MorPhiC: Inside the ambitious project to understand the function of every human gene
Memorial Sloan Kettering Cancer Center
image: The MSK MorPhiC team, left to right: Drs. Lorenz Studer, Danwei Huangfu, Ting Zhou, and Thomas Vierbuchen.
Credit: Memorial Sloan Kettering Cancer Center
Imagine you inherit a house only to discover that there are no labels on any of the breakers in the circuit box. How would you go about figuring out which switch did what?
One approach: Turn on all the lights and appliances, then flip each breaker off one at a time to see what changes.
That’s essentially the project that scientists involved in the MorPhiC Consortium are working on — but instead of electrical circuits, they’re trying to determine the biological functions of the roughly 20,000 protein-coding genes in the human genome.
And this work is challenging not just because of the thousands of genes involved, but also because unlike a circuit breaker that always controls, say, the living room lights, each gene can have multiple functions and play different roles in different contexts.

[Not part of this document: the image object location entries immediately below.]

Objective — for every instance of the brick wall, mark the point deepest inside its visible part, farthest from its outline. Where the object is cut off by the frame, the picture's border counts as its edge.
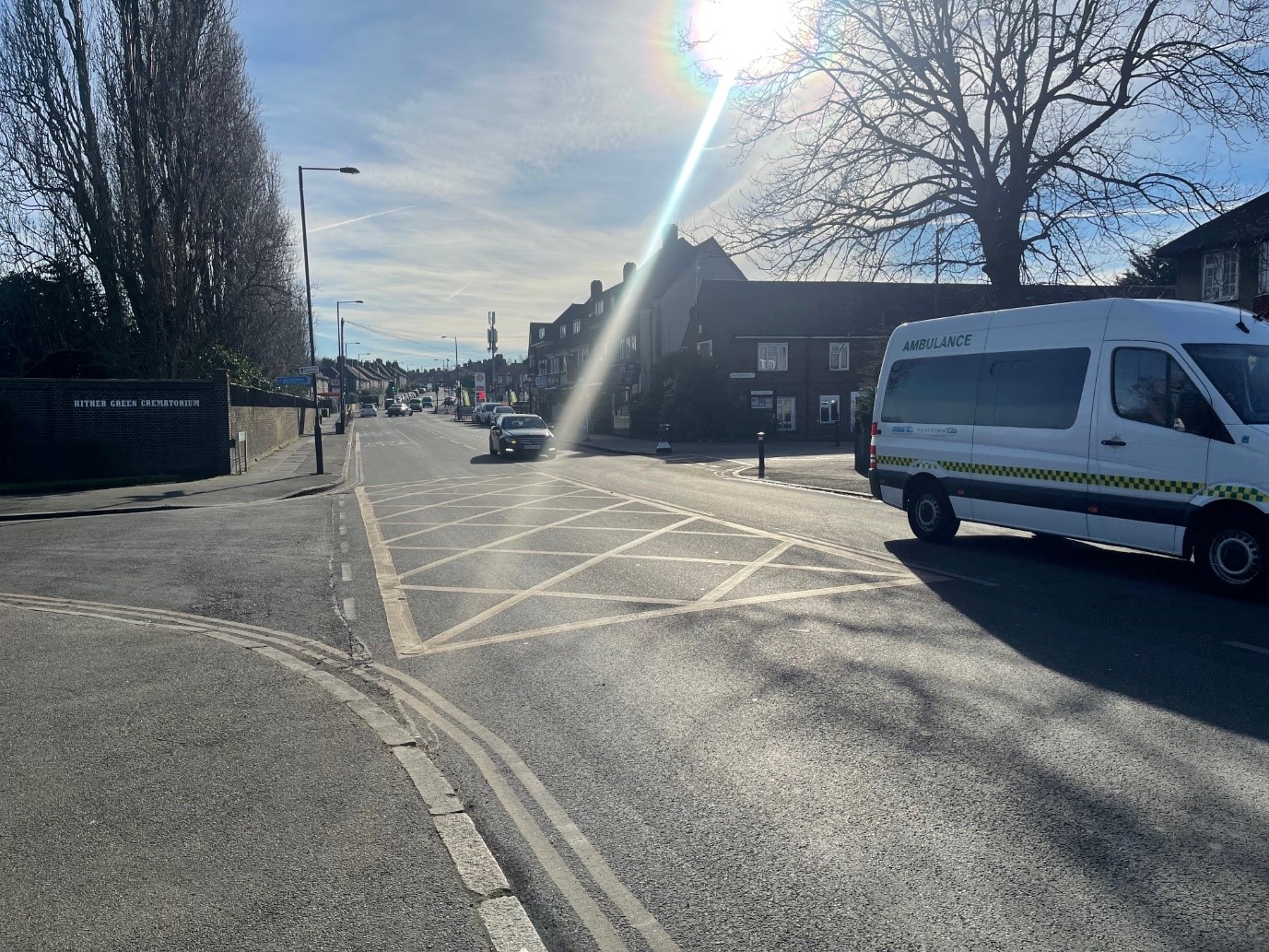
(75, 429)
(269, 420)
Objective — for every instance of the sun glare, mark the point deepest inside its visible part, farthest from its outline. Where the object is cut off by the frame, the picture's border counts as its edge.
(730, 36)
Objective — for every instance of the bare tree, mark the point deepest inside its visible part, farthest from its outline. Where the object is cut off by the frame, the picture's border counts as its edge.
(1029, 135)
(136, 142)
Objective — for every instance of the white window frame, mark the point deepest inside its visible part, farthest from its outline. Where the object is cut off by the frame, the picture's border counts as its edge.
(1221, 275)
(781, 423)
(781, 357)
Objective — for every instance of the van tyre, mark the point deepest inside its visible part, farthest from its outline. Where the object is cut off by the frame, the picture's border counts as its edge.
(1232, 556)
(929, 513)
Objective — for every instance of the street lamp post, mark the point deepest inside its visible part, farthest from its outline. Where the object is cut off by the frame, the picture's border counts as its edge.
(343, 373)
(309, 299)
(458, 400)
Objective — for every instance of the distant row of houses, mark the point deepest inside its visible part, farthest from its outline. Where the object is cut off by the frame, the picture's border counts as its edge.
(798, 352)
(364, 377)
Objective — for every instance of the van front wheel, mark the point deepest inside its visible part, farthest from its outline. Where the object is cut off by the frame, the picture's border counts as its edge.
(1232, 558)
(929, 513)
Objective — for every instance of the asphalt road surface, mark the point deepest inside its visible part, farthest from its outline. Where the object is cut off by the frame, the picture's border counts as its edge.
(696, 712)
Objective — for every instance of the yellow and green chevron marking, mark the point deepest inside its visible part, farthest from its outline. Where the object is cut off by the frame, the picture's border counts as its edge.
(1084, 478)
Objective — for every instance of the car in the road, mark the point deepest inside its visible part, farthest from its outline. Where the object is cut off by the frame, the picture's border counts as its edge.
(523, 436)
(1142, 424)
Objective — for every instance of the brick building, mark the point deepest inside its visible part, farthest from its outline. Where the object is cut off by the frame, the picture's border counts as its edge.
(666, 289)
(804, 353)
(1226, 261)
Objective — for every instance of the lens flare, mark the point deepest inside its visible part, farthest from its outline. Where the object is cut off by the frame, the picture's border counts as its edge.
(727, 37)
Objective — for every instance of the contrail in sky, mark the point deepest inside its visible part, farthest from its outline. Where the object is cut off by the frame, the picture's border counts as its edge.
(373, 215)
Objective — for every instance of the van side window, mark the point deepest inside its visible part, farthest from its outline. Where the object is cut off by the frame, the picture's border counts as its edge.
(1151, 387)
(1033, 389)
(939, 390)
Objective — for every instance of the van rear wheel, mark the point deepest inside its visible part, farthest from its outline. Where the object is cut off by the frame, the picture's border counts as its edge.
(929, 514)
(1232, 555)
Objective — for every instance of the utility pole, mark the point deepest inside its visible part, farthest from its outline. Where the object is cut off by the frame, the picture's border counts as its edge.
(492, 356)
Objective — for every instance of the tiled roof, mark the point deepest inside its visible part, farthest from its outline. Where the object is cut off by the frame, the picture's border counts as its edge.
(849, 308)
(1248, 222)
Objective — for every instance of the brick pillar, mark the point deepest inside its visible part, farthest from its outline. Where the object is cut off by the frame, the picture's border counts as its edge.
(219, 420)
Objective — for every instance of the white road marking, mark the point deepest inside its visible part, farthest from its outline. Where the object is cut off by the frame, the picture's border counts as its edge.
(582, 595)
(727, 585)
(519, 597)
(458, 522)
(532, 531)
(692, 608)
(405, 635)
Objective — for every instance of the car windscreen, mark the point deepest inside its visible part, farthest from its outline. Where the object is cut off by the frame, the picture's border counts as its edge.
(1240, 372)
(523, 423)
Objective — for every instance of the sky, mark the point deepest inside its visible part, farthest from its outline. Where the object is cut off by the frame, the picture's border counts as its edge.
(511, 152)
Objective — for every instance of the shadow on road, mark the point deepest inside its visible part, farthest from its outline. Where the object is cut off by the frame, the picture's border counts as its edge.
(1127, 622)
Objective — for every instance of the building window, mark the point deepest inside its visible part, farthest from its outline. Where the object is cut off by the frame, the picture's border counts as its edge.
(773, 357)
(786, 414)
(1221, 275)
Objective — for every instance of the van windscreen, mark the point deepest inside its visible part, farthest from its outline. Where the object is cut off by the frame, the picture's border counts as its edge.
(1240, 372)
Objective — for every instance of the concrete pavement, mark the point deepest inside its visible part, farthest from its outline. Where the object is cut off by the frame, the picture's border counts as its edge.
(285, 474)
(164, 789)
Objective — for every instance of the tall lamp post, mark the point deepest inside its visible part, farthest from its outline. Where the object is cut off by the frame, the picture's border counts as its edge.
(343, 376)
(309, 297)
(458, 396)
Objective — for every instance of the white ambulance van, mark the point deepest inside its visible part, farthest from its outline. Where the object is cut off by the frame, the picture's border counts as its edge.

Take the gene PAX6: In the eye it is critical for building the lens and retina, while in the brain it’s important to the development of our sense of smell.
Memorial Sloan Kettering Cancer Center (MSK) is one of 12 institutions in the U.S. and abroad that make up MorPhiC, which stands for Molecular Phenotypes of Null Alleles in Cells. In plain English, this means silencing genes one by one and looking at which cellular processes break down and in what ways, especially during early development.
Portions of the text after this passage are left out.